Among the old naval maps, sepia photos and other Carthaginian amphorae, Fabio Giovanetti, founder of a cultural center and archives in Lampedusa, shows a black and white object, old in appearance. “It’s a nautical compass found on a migrant boat, many years agohe explains. Here, we are, literally, in the middle of the sea.” The first coasts, those of Tunisia, are, in fact, 108 kilometers away from this Italian island in the middle of the Mediterranean.
>> Lampedusa: what is happening on this Italian island, faced with an influx of 10,000 migrants in recent days?
Fabio Giovanetti explains that this position has always made the island a welcoming land and that until a few decades ago, the inhabitants themselves collected the migrants on the beach and took care of them, at least for a while. Those days are over, he says, even if there were many gestures of solidarity last week.
Lampedusa, “a place that questions you”
During the weekend, some residents expressed their fed up with incessant arrivals, notably more than 12,000 migrants in just one week. “Now residents see them more as a problem than as human beings, notes Fabio Giovanetti.

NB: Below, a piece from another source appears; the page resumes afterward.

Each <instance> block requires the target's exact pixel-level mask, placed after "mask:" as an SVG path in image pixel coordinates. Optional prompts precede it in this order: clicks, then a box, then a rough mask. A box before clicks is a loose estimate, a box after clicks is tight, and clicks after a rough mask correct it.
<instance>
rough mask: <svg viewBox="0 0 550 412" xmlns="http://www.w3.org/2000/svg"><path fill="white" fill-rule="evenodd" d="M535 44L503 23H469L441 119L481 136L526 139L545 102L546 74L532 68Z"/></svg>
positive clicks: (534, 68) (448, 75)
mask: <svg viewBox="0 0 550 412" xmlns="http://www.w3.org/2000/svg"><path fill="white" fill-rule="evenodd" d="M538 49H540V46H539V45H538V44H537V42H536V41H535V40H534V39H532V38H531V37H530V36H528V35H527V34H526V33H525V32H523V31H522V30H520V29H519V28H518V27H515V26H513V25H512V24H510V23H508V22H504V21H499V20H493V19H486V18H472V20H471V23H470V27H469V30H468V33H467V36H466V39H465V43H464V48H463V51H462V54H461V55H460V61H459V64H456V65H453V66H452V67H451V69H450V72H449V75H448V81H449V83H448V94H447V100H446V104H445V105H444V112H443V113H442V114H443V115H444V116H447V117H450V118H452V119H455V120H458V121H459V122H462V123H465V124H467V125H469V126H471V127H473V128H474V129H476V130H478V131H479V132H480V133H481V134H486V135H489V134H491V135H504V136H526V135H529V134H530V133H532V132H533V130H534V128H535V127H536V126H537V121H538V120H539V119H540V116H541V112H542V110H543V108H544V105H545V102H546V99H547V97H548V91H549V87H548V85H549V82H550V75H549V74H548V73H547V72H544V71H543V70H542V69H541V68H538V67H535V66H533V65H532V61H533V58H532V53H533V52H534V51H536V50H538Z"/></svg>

It’s because there are too many of them: an area of 20 km2 cannot accommodate that many people.”
In addition, as soon as they arrive, migrants are directed to the Red Cross center, which does not promote the contacts that would make it possible to create links between residents and exiles. Fabio says all this with regret. And adds: “Lampedusa is not a normal place. It’s a place that questions you, forces you to take a stand and makes you feel useful.” A few minutes earlier, around thirty people, most of them Syrian, had disembarked at the port.
From a welcoming land to a fed-up land, Bruno Duvic’s report in Lampedusa, faced with an influx of migrants.